Baca berita tanpa iklan. Gabung Kompas.com+

Proses Hukum Kasus Kebakaran Lahan Gambut Masih Didominasi Perorangan

Kompas.com - 26/08/2016, 18:11 WIB

KOMPAS.com - Proses hukum kasus kebakaran lahan gambut masih didominasi tersangka perorangan. Keterlibatan korporasi minim dan jarang yang berujung di meja hijau atau mendapat hukuman berat.

Sepanjang tahun 2016, Kepolisian RI menetapkan 85 orang tersangka kasus kebakaran hutan dan lahan. Untuk korporasi, sembilan perusahaan diperiksa. "Semua akan ditindaklanjuti sesuai prosedur," kata Inspektur Pengawasan Umum Polri Komisaris Jenderal Dwi Prayitno seusai pertemuan dengan Kementerian Lingkungan Hidup dan Kehutanan (LHK), Kementerian Koordinator Pembangunan Manusia dan Kebudayaan, serta Badan Meteorologi, Klimatologi, dan Geofisika di Mabes Polri, Jakarta, Kamis (25/8).

Kendati demikian, ia tidak bisa memastikan perusahaan yang diperiksa mendapat sanksi hukum. "Tetap harus melihat hasil pemeriksaan.
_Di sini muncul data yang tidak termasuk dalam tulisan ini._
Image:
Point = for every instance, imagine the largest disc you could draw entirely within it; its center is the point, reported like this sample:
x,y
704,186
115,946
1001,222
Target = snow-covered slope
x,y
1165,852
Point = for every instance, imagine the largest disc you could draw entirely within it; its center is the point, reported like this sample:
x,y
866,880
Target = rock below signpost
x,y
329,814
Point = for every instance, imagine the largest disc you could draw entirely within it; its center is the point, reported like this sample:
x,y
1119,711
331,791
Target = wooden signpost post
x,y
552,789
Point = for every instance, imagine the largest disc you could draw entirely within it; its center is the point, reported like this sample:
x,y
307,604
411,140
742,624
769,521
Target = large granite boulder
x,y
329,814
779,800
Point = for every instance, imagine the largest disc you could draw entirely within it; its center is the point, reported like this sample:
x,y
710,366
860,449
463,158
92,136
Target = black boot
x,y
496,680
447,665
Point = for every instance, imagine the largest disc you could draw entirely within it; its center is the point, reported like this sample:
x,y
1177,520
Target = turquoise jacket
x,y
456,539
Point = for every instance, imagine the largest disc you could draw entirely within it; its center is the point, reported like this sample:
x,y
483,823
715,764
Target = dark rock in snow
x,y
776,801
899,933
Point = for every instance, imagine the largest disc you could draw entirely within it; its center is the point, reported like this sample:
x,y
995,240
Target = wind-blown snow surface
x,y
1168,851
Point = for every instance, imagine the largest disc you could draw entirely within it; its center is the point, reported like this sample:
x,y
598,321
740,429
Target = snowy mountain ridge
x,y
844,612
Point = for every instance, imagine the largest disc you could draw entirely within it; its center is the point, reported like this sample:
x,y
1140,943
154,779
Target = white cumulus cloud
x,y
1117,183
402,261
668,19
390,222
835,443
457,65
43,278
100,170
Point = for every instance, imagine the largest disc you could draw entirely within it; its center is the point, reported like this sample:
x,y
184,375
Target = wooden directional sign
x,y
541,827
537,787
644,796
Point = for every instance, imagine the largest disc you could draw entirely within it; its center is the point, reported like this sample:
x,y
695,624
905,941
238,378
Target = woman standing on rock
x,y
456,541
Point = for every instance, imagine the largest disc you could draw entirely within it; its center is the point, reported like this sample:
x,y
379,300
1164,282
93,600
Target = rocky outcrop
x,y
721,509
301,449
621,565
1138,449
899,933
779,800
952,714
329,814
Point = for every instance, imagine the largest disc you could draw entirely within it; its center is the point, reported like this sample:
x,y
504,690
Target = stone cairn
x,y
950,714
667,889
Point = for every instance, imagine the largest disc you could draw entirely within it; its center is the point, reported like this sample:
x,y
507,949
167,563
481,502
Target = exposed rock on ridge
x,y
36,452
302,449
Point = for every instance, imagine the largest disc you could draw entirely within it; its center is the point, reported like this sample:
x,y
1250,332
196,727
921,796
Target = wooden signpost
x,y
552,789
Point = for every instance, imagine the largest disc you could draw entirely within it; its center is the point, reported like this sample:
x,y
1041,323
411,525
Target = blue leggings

Perlu dilihat alat bukti, cukup atau tidak," ujar Dwi.

Keraguan penuntasan perkara kebakaran lahan yang melibatkan korporasi muncul pasca penerbitan surat perintah penghentian penyidikan (SP3) kepada 15 perusahaan di Riau, satu di Sumatera Selatan, dan satu perusahaan di Kalimantan Barat.

Menurut Kepala Badan Reserse Kriminal Mabes Polri Komisaris Jenderal Ari Dono Sukmanto, pemberhentian penyidikan disebabkan minimnya bukti.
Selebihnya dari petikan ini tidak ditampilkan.